Mary C.- That is helpful to hear. I like the a--h--- meter idea. I think I'll use it in future!

Anne said...

Hi, Annie! So glad to "read" you!

If I'd been at the shower I would have been an Ian hog. Honestly, I'm more drawn to babies with Ds than I am typical babies. They remind me of Archie's precious baby days and somehow, holding these babies, takes me back to that space in time when I wish someone would have told me to slow down and soak it all in.

People will understand and people won't understand. I think Kim gave you excellent advice. He seems to be very useful like that! :-)

Laurie said...

I wasn't going to post because I feel like I'd just be repeating everyone's comments...

But I will anyways. My Chase is still young...and sometimes I still feel that awkwardness. That white elephant feeling. But, honestly, it has gotten better.

I used to look deep inside every compliment someone gave me about Chase- wondering if it was said out of pity, wondering if they 'saw' Ds. Now it's easier to think- "Yes- he is the most adorable, sweetest baby there is."

I have some friends whose method of 'supporting' us is to not even mention Ds. And I think that hurts more than if we just talked openly about it.

This reply really isn't going anywhere. I guess what I really want to say is it will get better. And you will get more adept at these situations. And I'm learning right along with you!

Annie's Porch said...

Kim- Yeah, I was worried about losing my friends when I introduced Ian to them. They, on the other hand, have been so warm to him, and to myself as well. I am very thankful.

Thank you for your guidance, Kim. It is helpful to learn from you, one who has traveled the path that I have just gotten onto.

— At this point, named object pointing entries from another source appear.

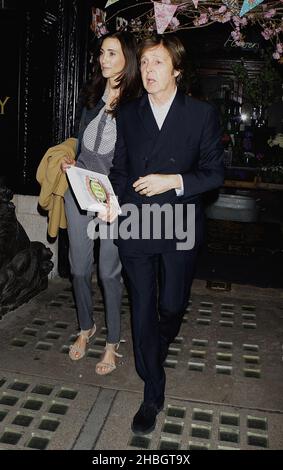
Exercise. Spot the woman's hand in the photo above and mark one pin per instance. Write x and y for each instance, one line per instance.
(66, 163)
(151, 185)
(109, 215)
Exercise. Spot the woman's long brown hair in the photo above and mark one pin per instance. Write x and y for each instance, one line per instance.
(129, 81)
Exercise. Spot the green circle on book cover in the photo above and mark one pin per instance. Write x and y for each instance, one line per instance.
(98, 191)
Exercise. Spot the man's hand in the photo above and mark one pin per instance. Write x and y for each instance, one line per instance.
(66, 163)
(109, 215)
(151, 185)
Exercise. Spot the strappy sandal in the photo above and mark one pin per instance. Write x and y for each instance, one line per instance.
(105, 368)
(77, 352)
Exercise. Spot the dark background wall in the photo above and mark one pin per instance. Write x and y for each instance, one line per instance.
(44, 58)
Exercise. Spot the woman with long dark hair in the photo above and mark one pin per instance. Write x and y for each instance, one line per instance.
(115, 81)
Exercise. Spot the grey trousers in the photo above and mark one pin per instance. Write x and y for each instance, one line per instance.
(82, 264)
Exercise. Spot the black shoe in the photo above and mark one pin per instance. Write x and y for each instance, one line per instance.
(145, 419)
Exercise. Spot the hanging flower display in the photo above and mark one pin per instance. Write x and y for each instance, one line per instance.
(174, 15)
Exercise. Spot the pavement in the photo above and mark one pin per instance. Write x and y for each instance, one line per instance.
(224, 376)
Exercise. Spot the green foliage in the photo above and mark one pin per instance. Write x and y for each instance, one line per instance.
(261, 89)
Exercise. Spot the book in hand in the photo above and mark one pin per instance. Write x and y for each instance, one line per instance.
(93, 190)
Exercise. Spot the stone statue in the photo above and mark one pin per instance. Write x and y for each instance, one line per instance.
(24, 265)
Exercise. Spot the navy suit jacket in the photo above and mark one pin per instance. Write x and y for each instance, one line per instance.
(189, 143)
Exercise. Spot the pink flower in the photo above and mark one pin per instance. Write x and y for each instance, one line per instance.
(276, 55)
(269, 13)
(267, 33)
(174, 23)
(202, 19)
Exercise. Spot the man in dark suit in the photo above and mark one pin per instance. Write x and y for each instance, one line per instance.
(168, 153)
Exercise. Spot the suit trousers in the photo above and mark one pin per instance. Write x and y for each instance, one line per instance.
(82, 265)
(156, 319)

elbog- I like the "rained toads upon their heads" comment!!! I guess I did have power over them; Ha, ha, ha! (That was my evil laugh!)
You're a PK! I'm an MK! :0)
Thanks for saying I behaved well. These are uncharted waters I'm navigating!

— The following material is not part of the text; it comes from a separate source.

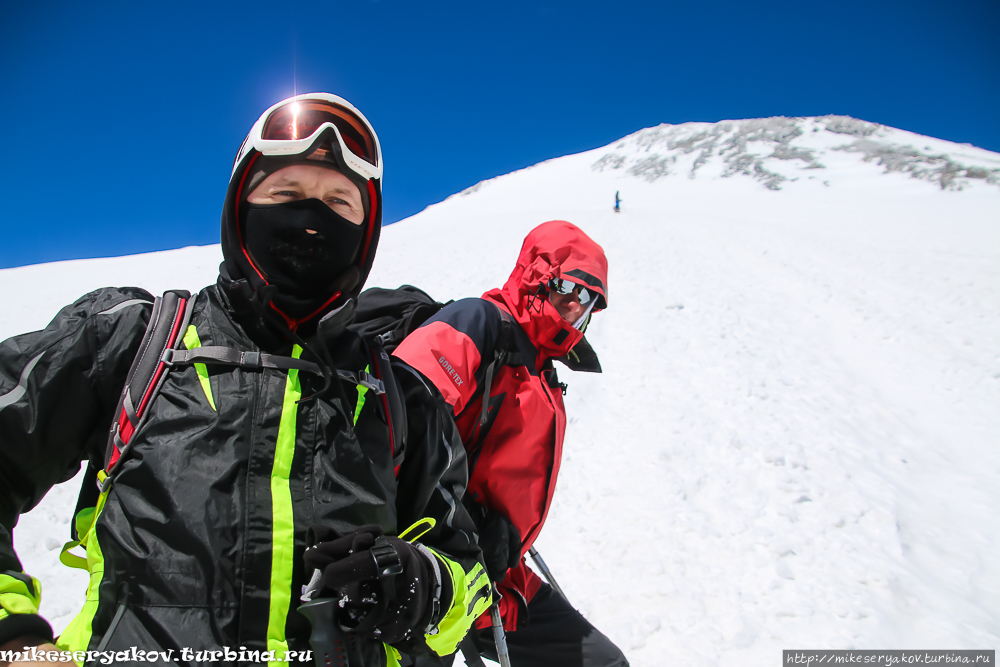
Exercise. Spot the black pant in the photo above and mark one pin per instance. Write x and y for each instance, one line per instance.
(554, 635)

Chris- You are so right about there being an elephant in the room that no one is addressing. Very well put.
I am so appalled at the statistics of mothers aborting their babies if they know the baby has Downs. I cried when I heard that statistic. It is SO sad.
It's good to hear that people respond well to you talking about the so called elephant in the room. Thanks for the advice!

Annie's Porch said...

Davey-Doo- Wow! Hi there!!! I didn't know you knew I had a blog! I just started up. I hope I don't say something stupid that I'll end up regretting! C'est la vie! I know you would have for sure volunteered to hold Ian, you sweet thing! Love you tons! (For those of you questioning why I'm saying "I love you" to another man, Dave is my brother!)

Annie's Porch said...

Amber- Thanks, I know you would! Love ya!

Leah- Thanks for understanding. Good strategy, leaving the room so your friends had a chance to be with Angela and "see" her for what she is/was; a sweet little baby!

waldenhouse- Thanks for your words of encouragement. I do hope to find my "sea-legs" soon! ;0)

Annie's Porch said...

tricia- Your fiery comments inspire me. I hope to get that kind of courage one day!

Kelly- Your son is darling! Thanks for your kind words. I wish you could have been at the shower to hold Ian!

yankee- You are fab! Wish you could have been there too and we could have snorted together!

my three vikings- I've gotta tell you I am so thankful for people like you-P.T.'s, I mean.
Yes, you are right. There is a fine line between sympathy and empathy.
I guess we're in good company with the funny noise thing!;0)
Thanks! I think Ian is very cute too!

Elizabeth- Thank you for "being in my corner". Hope you are doing well!

Annie's Porch said...

Anne- Thanks. It's interesting you mentioning the value of slowing down and soaking it all in because I did just that this week. We had been going and going. I wonder how much of it was running away from Ds, afraid to stop and feel. But I did this week and it has been really good. It feels healthy to me to "be" in this time and space.

Laurie- It's nice to have you as a fellow traveler.
Are these close friends of yours that don't mention Ds? Are they worth taking the risk and talking about Chase's Ds? If not then it's their loss not to fully know Chase and yourself.